ArtSeen
Chris Martin

On View
Anton KernJanuary 13 – February 26, 2022
New York
The shimmer of bright sunlight on wine-dark water, endless swirled striations of minerals in a Catskill outcrop, blurred light beams through dust: Chris Martin presents one-to-one dialogues—examinations of the minutiae of ineffability. In this newest cycle of paintings, Martin toys with aesthetic details in nature that have their correlatives in his arsenal of surfaces, textures, and non-repeating but predictable patterns. They can lull, and eventually instill in the viewer a certain trance-like ecstasy born of quiet observation. He charts the many kinds of material-induced ecstatic experience, from the flickering sparkle of a glitter-covered surface in Untitled (2019–21), as the viewer orbits the work, to the endless and labyrinthine interweavings of opaque and transparent skeins of paint in the flowing canvas Jupiter Landscape (2021) and Untitled (2021); or the diffuse trails of the spray-painted mark in Seven Pointed Star (2018–20)—simultaneously present but shifting and undefined as well. This is not to say his work is minimal or abstract—Martin’s work in this exhibition is imagistic, yet he eschews narrative. There are specific images as well, cutouts from books or magazines, but he deploys them in much the same way that he uses painted signs—the photos, sometimes merely logos on stickers, are triggers rather than plot lines—to be registered by the viewer rather than incorporated into any wider gesture.

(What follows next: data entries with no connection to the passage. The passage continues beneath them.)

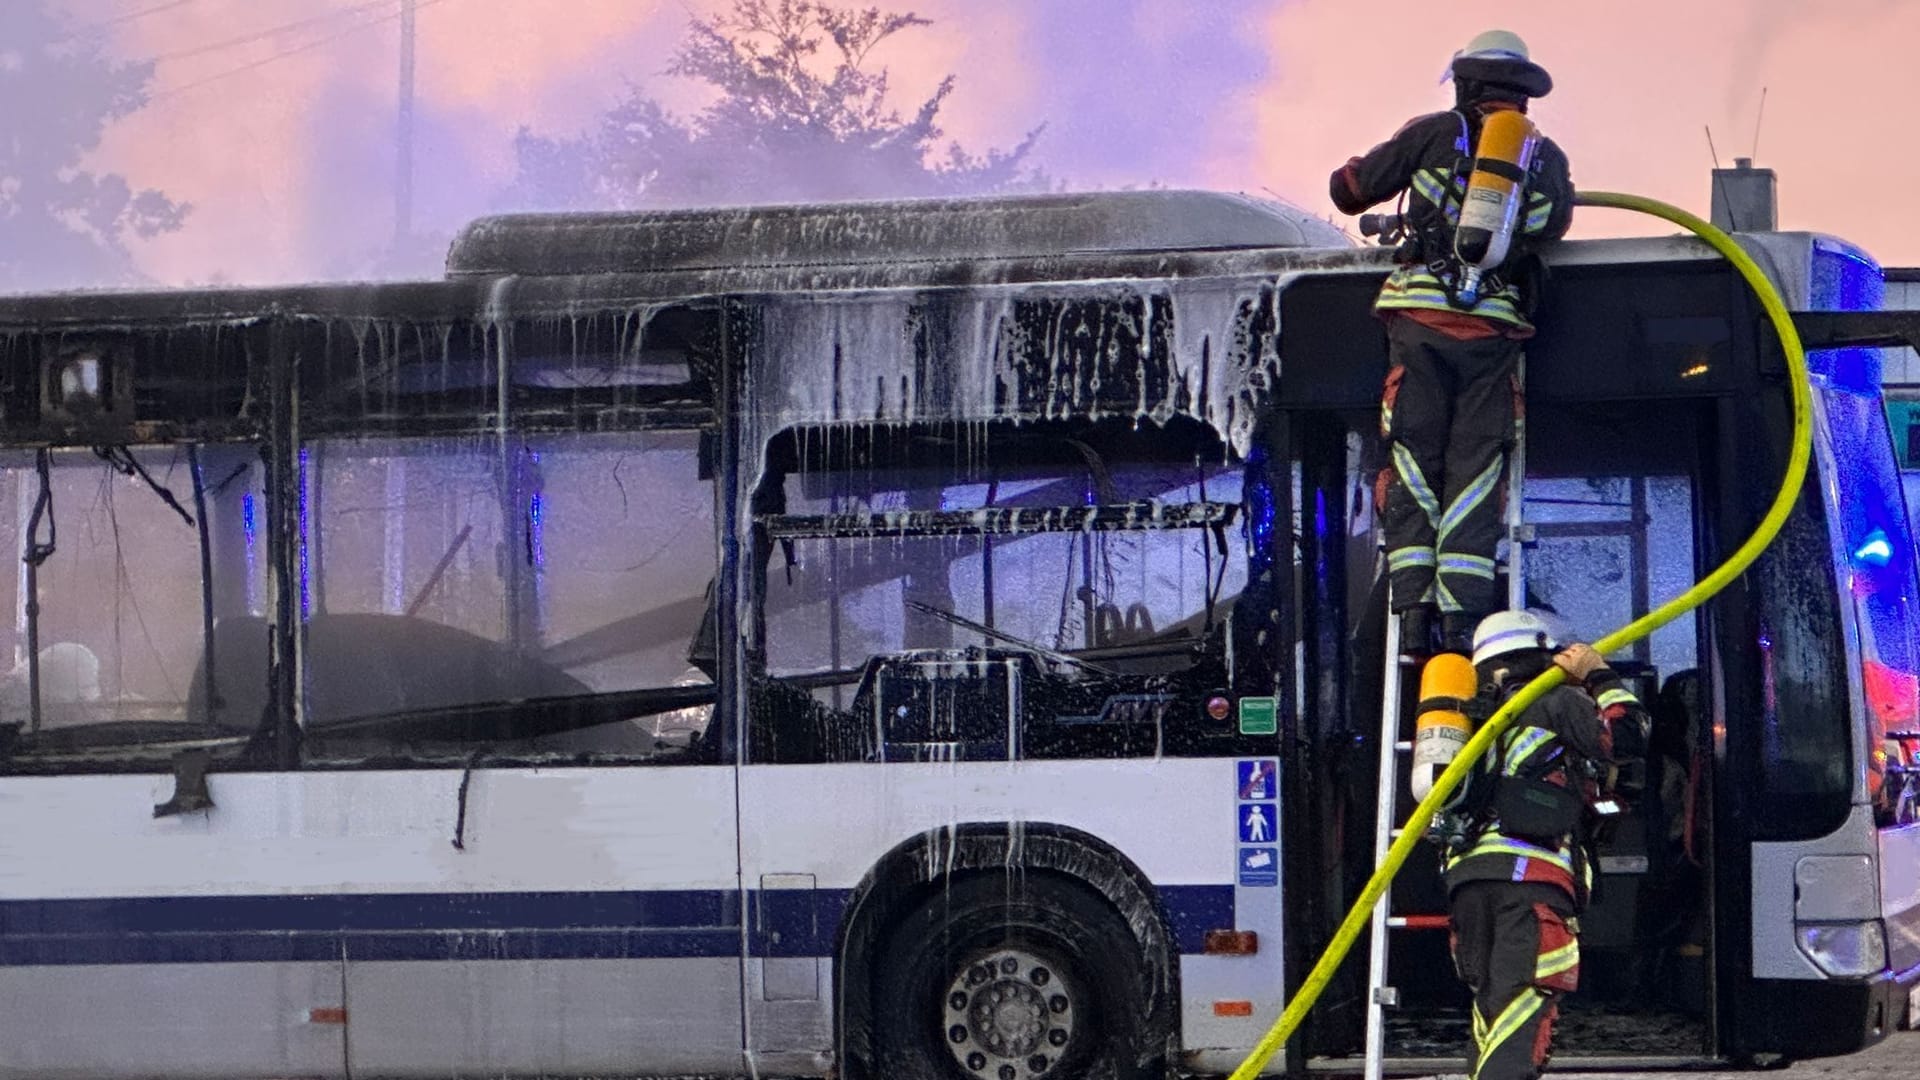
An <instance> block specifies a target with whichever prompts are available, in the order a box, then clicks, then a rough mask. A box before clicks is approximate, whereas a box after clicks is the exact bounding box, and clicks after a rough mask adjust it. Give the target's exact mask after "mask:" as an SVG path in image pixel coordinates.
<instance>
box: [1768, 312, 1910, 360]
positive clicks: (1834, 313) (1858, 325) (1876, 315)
mask: <svg viewBox="0 0 1920 1080" xmlns="http://www.w3.org/2000/svg"><path fill="white" fill-rule="evenodd" d="M1793 329H1795V331H1799V336H1801V344H1805V346H1807V352H1814V350H1830V348H1912V350H1920V311H1793ZM1776 348H1778V344H1776Z"/></svg>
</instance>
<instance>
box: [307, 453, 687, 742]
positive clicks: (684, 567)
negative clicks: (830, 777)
mask: <svg viewBox="0 0 1920 1080" xmlns="http://www.w3.org/2000/svg"><path fill="white" fill-rule="evenodd" d="M301 490H303V505H305V507H307V515H305V517H303V530H305V557H303V559H301V567H303V584H301V603H303V615H305V625H303V648H305V673H307V680H305V692H307V698H305V724H307V748H309V753H307V755H309V759H311V761H323V763H324V761H340V763H351V761H363V763H378V761H422V759H424V761H438V759H467V757H474V755H480V757H493V759H564V761H599V759H620V761H632V759H662V761H664V759H691V757H693V755H695V751H697V749H699V744H701V738H703V736H705V732H707V726H708V715H710V711H712V686H710V682H708V675H707V673H703V671H699V669H695V667H693V665H691V661H689V653H691V651H693V650H691V644H693V638H695V632H697V628H699V625H701V617H703V613H705V609H707V588H708V582H710V580H712V577H714V567H716V546H714V511H712V505H714V503H712V486H710V482H707V480H701V477H699V434H697V432H637V434H591V436H584V434H564V436H540V438H511V440H507V444H505V448H503V446H501V442H499V440H474V438H465V440H453V438H449V440H328V442H323V444H313V446H311V448H309V450H307V454H305V479H303V484H301Z"/></svg>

It would seem that part of the enjoyment of this ecstasy is the acknowledgment of its transience. Whether an exploration of the velvety blackness of a void—a sky with stars, underwater, or even simply the inside of our eyelids, Martin toys with details to provide an underlying metric that sets dimensions and parameters that are secondary to the primary textures. The seams of the canvas interrupt the surface of the flat expanses of matte black and ultramarine in Big Midnight (2021) and disturb our meditation on the emanating oval and semi-oval forms. Martin employs several techniques like this; the weight of occasional brushstrokes, ghostly over-painted forms—there is a notion in his works of rejecting the idea of repeating anything identically, but still somehow creating a pattern with all its imperfections. The artist loves forms that fall into these categories of similar, but not the same: fish scales, colonies of fungi, planets, constellations—an obsession with the foreignness amongst similar objects. The simple geometric and organic forms, and even the photographs he pastes to the canvas surface, are repetitive enough to supply the painting with the AbEx trope of all-over-ness—these are fields, not so much compositions.

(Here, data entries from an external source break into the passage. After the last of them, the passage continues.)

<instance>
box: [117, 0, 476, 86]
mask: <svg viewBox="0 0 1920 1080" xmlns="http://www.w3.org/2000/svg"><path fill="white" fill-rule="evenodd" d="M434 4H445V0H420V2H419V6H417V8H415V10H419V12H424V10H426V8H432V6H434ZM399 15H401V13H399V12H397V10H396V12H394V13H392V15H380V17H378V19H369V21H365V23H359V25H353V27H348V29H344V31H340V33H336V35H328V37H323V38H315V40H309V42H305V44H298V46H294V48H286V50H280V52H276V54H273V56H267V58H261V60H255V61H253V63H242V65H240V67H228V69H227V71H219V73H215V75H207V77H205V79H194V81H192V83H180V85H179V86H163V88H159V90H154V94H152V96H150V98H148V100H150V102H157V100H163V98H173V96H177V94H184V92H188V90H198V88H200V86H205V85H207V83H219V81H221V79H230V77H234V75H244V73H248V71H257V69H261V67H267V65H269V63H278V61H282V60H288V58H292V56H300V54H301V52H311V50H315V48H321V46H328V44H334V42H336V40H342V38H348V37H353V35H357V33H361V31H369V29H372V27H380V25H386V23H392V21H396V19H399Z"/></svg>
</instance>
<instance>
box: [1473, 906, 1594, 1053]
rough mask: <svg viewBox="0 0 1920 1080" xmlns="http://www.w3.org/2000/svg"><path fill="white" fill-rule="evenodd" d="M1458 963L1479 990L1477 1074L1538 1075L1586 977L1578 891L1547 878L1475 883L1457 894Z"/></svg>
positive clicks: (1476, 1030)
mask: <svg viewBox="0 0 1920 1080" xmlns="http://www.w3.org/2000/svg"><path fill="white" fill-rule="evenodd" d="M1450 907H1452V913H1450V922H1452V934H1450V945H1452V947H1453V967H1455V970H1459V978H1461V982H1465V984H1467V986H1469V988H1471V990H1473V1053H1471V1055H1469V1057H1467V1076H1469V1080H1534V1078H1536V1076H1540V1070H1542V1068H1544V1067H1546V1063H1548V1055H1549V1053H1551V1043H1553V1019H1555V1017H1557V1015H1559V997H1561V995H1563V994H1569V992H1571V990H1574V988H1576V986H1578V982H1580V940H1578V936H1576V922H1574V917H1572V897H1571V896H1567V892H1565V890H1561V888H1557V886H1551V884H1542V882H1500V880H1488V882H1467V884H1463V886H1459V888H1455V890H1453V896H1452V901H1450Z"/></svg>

Martin is not ambiguous about his ambiguity—the paintings are about formlessness, constant change, and resolutely refraining from narrative. There is one exception, a memento mori: Gold Teeth for Lance De Los Reyes (2021), a skull with a cigarette clenched in its golden grid à la van Gogh. Martin takes joy in being playfully ambiguous about his iconography. He hints at a sort of hippie spiritualism, but while adhering images of King Tut’s throne, the pyramids, and the planets to one picture in Telescope Sphinx in Outer Space (2019–21) his selection also includes a black-and-white image of Greta Garbo’s face Photoshopped onto the sphinx at Giza—there are no Rosicrucian conspiracies here. In the same piece, he places a decal of the classic seven-pointed cannabis leaf in the upper right-hand quadrant, but the evergreen of a cardboard air freshener balances it out on the lower left, making it hard to discern a statement. The stars in Telescope Sphinx, Big Midnight, and Seven Pointed Star are all non-specific, but two paintings depict the Gemini constellation. Highlighting the stellar Castor and Pollux, Martin lends them an immediacy and movement by isolating them in the night sky, but it is impossible to tell if this is a figurative depiction or simply a star map. If one could find a criticism, it is that Martin is too playful; we could use a bit more anchoring in the midst of all this sensuality and circulating signs.

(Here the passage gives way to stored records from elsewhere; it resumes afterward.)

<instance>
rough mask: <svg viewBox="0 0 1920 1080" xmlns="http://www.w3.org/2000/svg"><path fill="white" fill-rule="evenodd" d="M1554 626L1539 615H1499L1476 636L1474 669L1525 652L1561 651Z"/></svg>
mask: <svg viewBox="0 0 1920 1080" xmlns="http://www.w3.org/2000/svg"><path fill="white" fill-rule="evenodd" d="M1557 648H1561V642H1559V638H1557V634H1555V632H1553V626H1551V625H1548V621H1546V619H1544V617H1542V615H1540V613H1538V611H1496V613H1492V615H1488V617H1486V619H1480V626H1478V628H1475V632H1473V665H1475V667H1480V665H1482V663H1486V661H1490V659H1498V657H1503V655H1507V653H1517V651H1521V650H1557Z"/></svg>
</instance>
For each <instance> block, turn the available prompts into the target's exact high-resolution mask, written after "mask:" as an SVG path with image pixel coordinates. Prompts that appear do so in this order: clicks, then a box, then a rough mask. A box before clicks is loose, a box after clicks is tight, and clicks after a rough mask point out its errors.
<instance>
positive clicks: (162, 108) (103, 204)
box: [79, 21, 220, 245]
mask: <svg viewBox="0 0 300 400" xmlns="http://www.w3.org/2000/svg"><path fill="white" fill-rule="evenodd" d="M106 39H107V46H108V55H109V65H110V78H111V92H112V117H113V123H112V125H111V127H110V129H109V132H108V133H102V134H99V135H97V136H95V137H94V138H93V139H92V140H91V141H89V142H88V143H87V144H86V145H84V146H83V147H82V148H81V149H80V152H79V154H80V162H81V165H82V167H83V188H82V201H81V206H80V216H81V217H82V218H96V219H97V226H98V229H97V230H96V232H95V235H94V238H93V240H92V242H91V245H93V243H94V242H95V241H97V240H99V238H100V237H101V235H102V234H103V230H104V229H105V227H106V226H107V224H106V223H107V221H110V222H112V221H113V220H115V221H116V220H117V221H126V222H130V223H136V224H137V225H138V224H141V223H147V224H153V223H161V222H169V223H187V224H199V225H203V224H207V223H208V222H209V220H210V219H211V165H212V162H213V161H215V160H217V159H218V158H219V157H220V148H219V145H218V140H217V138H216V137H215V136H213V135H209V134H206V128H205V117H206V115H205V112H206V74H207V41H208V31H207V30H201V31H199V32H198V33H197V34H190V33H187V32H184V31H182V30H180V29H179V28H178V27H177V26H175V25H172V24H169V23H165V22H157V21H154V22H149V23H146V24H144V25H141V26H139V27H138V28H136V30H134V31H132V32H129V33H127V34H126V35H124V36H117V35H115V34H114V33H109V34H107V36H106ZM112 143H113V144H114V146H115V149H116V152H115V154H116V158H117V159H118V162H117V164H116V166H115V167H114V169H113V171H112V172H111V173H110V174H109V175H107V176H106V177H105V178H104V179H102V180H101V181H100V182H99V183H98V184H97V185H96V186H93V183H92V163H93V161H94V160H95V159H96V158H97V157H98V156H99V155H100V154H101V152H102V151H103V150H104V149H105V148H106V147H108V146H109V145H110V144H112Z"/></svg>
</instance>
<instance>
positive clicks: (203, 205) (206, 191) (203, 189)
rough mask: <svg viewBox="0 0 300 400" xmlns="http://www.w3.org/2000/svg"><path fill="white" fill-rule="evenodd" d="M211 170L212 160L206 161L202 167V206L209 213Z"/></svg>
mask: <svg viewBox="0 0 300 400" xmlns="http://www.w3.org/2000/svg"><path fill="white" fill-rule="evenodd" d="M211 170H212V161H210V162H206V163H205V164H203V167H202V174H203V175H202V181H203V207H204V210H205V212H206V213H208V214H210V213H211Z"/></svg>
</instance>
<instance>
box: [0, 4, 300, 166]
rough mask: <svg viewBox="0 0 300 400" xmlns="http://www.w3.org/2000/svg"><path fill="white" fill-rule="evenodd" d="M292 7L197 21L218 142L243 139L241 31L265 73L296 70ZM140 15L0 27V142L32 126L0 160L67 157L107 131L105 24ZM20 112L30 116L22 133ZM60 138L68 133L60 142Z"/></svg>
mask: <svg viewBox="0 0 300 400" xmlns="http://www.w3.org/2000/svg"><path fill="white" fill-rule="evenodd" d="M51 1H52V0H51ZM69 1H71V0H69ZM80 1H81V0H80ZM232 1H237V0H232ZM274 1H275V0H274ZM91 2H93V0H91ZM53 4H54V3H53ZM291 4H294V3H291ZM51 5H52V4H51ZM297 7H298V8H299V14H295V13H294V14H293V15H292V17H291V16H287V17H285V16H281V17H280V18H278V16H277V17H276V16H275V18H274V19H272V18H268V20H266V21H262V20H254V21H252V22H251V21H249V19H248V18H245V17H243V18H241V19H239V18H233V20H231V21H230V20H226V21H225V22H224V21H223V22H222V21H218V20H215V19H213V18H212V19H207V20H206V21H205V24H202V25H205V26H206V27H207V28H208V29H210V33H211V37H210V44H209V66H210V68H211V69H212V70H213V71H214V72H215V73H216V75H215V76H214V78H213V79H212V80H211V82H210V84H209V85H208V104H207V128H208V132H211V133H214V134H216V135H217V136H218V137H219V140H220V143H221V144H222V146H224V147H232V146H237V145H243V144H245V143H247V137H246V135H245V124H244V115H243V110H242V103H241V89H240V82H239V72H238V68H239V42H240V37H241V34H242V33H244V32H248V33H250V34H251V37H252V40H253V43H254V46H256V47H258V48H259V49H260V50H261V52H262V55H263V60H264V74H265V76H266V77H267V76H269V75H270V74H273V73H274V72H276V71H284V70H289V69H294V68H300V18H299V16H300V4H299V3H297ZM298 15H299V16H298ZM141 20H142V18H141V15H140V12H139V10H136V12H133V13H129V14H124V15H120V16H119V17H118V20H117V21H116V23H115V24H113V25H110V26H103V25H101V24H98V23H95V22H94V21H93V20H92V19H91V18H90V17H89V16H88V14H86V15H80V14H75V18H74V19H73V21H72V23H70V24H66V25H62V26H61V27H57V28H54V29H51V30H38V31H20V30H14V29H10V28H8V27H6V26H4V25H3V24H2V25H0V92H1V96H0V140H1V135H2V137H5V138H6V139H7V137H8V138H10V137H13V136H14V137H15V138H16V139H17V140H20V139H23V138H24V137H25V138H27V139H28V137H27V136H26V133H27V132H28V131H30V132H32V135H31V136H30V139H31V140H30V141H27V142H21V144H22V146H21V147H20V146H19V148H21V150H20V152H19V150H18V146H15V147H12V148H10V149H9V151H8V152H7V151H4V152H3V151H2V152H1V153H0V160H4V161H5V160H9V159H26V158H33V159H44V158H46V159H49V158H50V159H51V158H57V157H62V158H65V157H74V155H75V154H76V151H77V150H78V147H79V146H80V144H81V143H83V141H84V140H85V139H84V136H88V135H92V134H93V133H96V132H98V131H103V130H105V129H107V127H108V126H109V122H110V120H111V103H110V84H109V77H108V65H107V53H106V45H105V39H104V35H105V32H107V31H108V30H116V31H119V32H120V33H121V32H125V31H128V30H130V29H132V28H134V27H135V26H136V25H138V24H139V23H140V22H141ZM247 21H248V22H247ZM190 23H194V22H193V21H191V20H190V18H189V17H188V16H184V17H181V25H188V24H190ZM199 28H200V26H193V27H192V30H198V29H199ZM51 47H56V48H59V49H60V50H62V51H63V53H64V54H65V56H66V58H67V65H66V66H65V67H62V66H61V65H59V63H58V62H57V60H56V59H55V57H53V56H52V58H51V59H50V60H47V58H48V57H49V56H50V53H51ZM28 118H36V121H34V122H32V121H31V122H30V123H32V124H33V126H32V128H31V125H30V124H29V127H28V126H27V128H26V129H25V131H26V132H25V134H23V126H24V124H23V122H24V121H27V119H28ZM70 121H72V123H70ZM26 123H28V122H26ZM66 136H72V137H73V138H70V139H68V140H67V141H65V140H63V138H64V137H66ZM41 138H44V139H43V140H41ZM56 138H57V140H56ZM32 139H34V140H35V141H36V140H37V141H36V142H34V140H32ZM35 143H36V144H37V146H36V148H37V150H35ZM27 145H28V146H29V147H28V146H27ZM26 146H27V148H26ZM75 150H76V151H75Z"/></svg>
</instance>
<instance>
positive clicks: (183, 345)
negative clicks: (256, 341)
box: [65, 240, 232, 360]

Coming back to ecstasy, it is not only the beginning and ends of things that emphasize their specialness, but a distinct delineation of what we cannot have. In Untitled (2021), a monumental, murky, and indistinct painting, a series of gold filigrees (fragments of golden lace) are buried under a thin coat of paint. While some materials are allowed to glitter, others are forced to be dull, but the brief passages of gold that emerge from under their blanket of paint indicate that our longing for the satisfaction of glitter is a much more exciting experience than actually getting to see what appears to be cheap polyester lace. The bottom left-hand corner of Untitled (2019–21), an expanse of glitter, over-painted collage images, and pot leaf decals, has a small and rough cutout at the bottom left. Into this little opening a mysterious object has been inserted—painted, repainted, and encrusted in glitter to such an extent that its form is largely lost, like a relic from a sunken ship at the bottom of the sea. Its presence is fascinating but irksome—like almost hearing something important that someone is saying to you—here there is both the ecstasy of fulfillment and of transient and unattainable meaning.